Even if he wanted to be seriously, he doesn’t have anything real to say.
IT MEANS THAT the real disgust on this “issue” ought to be directed (if anywhere) at the person who invited Colbert to appear before the committee, which he used as a chance to further his public persona.
For the record, that person was Rep. Zoe Lofgren, D-Calif., who chairs the House Judiciary Committee’s immigration subcommittee that Colbert allegedly defiled with his physical presence.
The Christian Science Monitor newspaper reported that Lofgren had hopes that bringing in Colbert would create enough buzz that people would pay attention to the subcommittee, and perhaps even give some thought to the issues confronting migrant farm workers.
Instead, what will be remembered is the sight of Colbert testifying, under oath, that, “I endorse all Republican policy without question.” Which actually is something that would come from the mouths of those right-wing cable television blowhards who defile the airwaves every night much more than Colbert did for one afternoon last week in Washington.
NOT THAT LOFGREN has anything to worry about in terms of political backlash. She is liked in her congressional district, and faces only token opposition. She is returning to Washington following the Nov. 2 elections.
Of course, that goes to show how various members of Congress who are politically safe differ from each other.
People such as our own Sen. Richard Durbin, D-Ill., do things such as file motions that could allow the DREAM Act (the measure relevant to the children of immigrant parents who don’t have a valid visa) to have a chance to come up for a vote some time this year.
Whereas Lofgren goes for the laugh, and lets the one-time Second City understudy to Steve Carell (remember “The 40-Year-Old Virgin”?) mock the Congress on its own turf.
POLITICALLY-INSPIRED COMEDY has come a long way from the days of Rich Little and Vaughn Meader, both of whom were impressionists whose routines were meant to get a chuckle (envision Meader as J.F.K. running through a list of bathroom toys for the first children, ultimately declaring that the inflatable rubber swan belongs to him).
Now, we get actual cracks on the policy questions and the ineptitude in which our elected officials conduct themselves.
What hasn’t changed is that the primary goal of a Little (who did so many impersonations of Ronald Reagan that I know find that schtick annoying) or a Colbert is that their primary goal is a laugh.

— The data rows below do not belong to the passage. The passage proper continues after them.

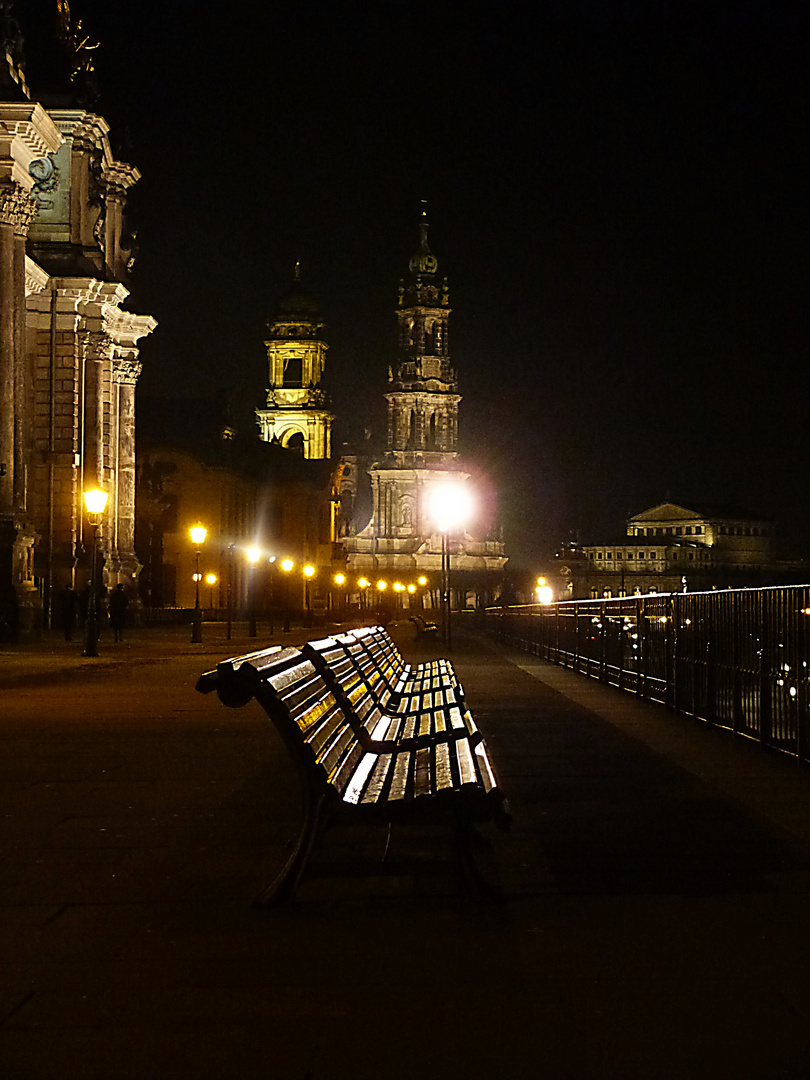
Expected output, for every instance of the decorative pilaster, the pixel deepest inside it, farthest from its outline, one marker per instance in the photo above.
(125, 374)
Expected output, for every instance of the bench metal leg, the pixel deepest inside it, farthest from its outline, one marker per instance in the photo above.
(285, 886)
(466, 836)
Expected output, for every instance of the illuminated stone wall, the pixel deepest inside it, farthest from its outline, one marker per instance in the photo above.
(68, 359)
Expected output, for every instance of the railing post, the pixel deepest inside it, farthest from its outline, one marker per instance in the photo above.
(766, 711)
(671, 644)
(801, 677)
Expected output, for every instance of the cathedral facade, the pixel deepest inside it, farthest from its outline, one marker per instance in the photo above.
(296, 413)
(422, 453)
(68, 348)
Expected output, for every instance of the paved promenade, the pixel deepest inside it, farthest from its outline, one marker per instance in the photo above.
(656, 890)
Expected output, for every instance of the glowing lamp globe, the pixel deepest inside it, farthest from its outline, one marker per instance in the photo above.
(95, 501)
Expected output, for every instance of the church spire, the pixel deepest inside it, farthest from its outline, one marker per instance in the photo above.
(424, 261)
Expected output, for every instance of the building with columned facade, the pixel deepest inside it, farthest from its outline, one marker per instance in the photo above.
(68, 347)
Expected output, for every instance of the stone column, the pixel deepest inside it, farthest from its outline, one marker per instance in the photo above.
(125, 375)
(11, 196)
(96, 348)
(18, 601)
(23, 369)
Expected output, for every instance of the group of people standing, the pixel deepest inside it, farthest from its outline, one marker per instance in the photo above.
(112, 605)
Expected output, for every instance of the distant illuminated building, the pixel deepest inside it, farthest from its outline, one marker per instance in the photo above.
(671, 549)
(422, 444)
(296, 413)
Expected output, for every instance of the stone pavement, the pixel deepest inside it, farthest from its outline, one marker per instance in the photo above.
(653, 920)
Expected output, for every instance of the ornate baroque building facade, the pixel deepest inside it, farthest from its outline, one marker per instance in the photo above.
(422, 443)
(68, 352)
(296, 412)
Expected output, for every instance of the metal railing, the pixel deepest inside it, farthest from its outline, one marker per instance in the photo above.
(736, 659)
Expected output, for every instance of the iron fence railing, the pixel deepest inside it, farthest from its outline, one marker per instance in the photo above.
(737, 659)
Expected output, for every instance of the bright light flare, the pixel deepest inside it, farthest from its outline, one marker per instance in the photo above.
(95, 501)
(450, 505)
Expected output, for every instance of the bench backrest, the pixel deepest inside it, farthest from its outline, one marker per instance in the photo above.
(302, 707)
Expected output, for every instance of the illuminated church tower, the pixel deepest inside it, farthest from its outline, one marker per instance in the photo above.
(422, 440)
(296, 413)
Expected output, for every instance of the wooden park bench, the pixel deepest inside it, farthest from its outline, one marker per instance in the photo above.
(364, 771)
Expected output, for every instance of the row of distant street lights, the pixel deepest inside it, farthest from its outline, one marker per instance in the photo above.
(255, 555)
(450, 509)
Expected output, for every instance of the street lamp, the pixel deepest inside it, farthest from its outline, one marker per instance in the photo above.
(450, 508)
(309, 572)
(253, 557)
(286, 565)
(339, 580)
(95, 502)
(211, 580)
(198, 539)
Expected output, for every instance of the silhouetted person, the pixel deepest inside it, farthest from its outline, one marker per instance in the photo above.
(68, 609)
(118, 604)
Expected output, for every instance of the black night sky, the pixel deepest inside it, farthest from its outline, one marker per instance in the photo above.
(617, 192)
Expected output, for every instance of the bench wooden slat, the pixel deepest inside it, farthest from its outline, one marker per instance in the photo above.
(380, 774)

They’re trying to entertain us.
Only instead of standing in front of a brick wall with a spotlight on himself while telling jokes, Colbert plays the part of a talk-show host who acts like a blowhard. Which is fine. It serves a purpose. But it also is why anyone who thinks they get their “news” from The Daily Show or Colbert Report is almost as big a fool as the members of Congress who thought Colbert was being serious last week.
I CAN’T HELP but think that the political people who are continuing to talk about this and rant and rage about how Colbert “embarrassed America” are going out of their way to grab sufficient lengths of rope by which to hang themselves.
Because you know Colbert, if not Stewart also, will take those snippets, edit them accordingly, and play them over and over for the cheap laugh that they’re worth.